[Bioclusters] parallel blast???

Chris Dagdigian bioclusters@bioinformatics.org
Sat, 21 Sep 2002 19:01:34 -0400


Last time I looked at them solid state disks were amazingly expensive. 
I was thinking about trying them out as swap devices on a big 
alphaserver but ended  up deciding to spend the $$ on more physical 
memory for the system.

In a blast or blast-farm context I'd probably just skip the solid state 
disks and instead put the databases into a ramdisk. That would be a 
cheaper approach since you don't really need the 
data-is-kept-when-power-goes-away or the backup hard disk that solid 
state systems give you.
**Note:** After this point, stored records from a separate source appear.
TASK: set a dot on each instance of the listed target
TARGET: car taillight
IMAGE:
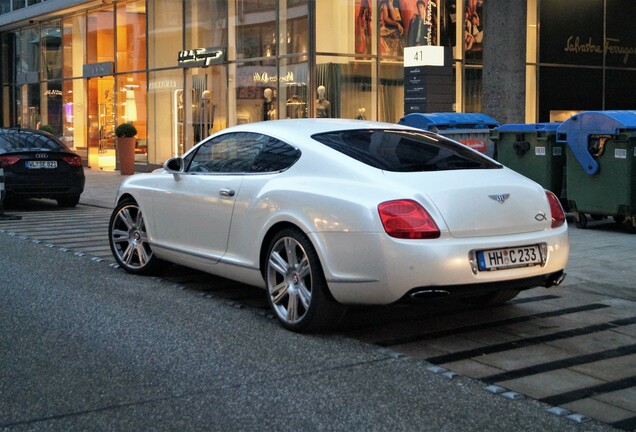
(558, 216)
(408, 220)
(73, 160)
(6, 161)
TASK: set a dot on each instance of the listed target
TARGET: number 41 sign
(426, 55)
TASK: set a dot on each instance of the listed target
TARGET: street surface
(86, 341)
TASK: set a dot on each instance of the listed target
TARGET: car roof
(299, 130)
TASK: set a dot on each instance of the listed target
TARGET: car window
(404, 151)
(228, 153)
(15, 140)
(275, 156)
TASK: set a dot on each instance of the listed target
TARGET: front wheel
(128, 239)
(296, 287)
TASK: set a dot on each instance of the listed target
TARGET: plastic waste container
(470, 129)
(533, 151)
(600, 167)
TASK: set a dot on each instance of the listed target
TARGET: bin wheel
(630, 224)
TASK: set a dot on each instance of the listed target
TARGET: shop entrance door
(101, 123)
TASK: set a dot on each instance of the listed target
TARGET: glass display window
(165, 32)
(100, 36)
(73, 45)
(166, 115)
(349, 87)
(131, 36)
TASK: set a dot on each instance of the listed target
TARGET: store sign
(201, 57)
(98, 69)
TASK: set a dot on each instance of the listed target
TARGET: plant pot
(126, 153)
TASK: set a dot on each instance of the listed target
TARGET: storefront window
(51, 40)
(256, 92)
(166, 115)
(165, 32)
(344, 27)
(391, 92)
(28, 51)
(293, 91)
(349, 88)
(100, 36)
(131, 36)
(206, 23)
(73, 29)
(131, 108)
(256, 34)
(52, 107)
(74, 115)
(294, 29)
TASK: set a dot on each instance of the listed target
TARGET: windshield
(404, 151)
(15, 141)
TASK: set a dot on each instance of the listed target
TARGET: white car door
(193, 211)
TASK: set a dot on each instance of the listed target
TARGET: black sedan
(36, 164)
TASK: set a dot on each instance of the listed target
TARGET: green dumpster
(532, 150)
(601, 168)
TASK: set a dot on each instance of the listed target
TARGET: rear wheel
(494, 298)
(128, 239)
(296, 287)
(68, 201)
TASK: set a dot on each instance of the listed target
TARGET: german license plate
(498, 259)
(41, 164)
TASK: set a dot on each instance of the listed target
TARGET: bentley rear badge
(501, 198)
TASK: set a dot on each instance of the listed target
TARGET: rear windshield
(404, 151)
(14, 140)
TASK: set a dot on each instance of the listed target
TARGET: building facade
(180, 70)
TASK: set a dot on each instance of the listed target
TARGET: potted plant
(125, 134)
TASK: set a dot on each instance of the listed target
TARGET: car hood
(474, 203)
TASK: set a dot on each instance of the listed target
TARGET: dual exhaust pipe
(554, 279)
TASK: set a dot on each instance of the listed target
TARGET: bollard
(2, 193)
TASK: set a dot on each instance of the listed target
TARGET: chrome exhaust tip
(429, 294)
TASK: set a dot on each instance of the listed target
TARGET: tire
(494, 298)
(68, 201)
(129, 241)
(296, 287)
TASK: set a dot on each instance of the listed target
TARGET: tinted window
(404, 151)
(229, 153)
(276, 156)
(14, 140)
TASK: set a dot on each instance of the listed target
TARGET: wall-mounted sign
(201, 57)
(98, 69)
(27, 77)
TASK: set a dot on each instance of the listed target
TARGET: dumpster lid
(576, 132)
(526, 128)
(449, 120)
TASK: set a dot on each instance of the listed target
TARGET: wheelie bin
(470, 129)
(600, 167)
(532, 150)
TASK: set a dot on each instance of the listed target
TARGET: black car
(36, 164)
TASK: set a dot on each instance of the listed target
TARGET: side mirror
(174, 165)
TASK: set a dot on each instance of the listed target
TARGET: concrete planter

You also are limited by whatever pipe connects 
the SSD to the system (SCSI?).

Even ramdisks are of limited utility given the size and growth rate of 
some of the more common sequence databases -- you'd fall behind 
eventually.

Although -- if you put 1 or 2 GB ramdisks in each of your cluster nodes 
and then set up a system for chunking blast databases into 
ramdisk-friendly sizes you could build a really fast blast farm. In 
that context the performance bottleneck would then become the time and 
resources needed to merge the XML output from N queries against split 
databases into a single result file. I've seen such systems in the past 
and merging the results could in some cases take longer than the actual 
search did.

-Chris



On Tuesday, September 17, 2002, at 08:38  AM, Steve Gaudet wrote:

> Hello Chris,
>
>> <snip>
>>
>> You can have the fastest server on earth but if you searching with
>> blast against an NFS mounted database and your network or
>> fileserver is
>> slow then your blast searching speeds will be horrible. Give
>> me a small
>> number of speedy linux boxes and I can bring a $300,000
>> NFS/NAS system
>> to its knees. Storage does matter.
>
> Anyone ever look or try solid state disks?
>
>
>> <snip>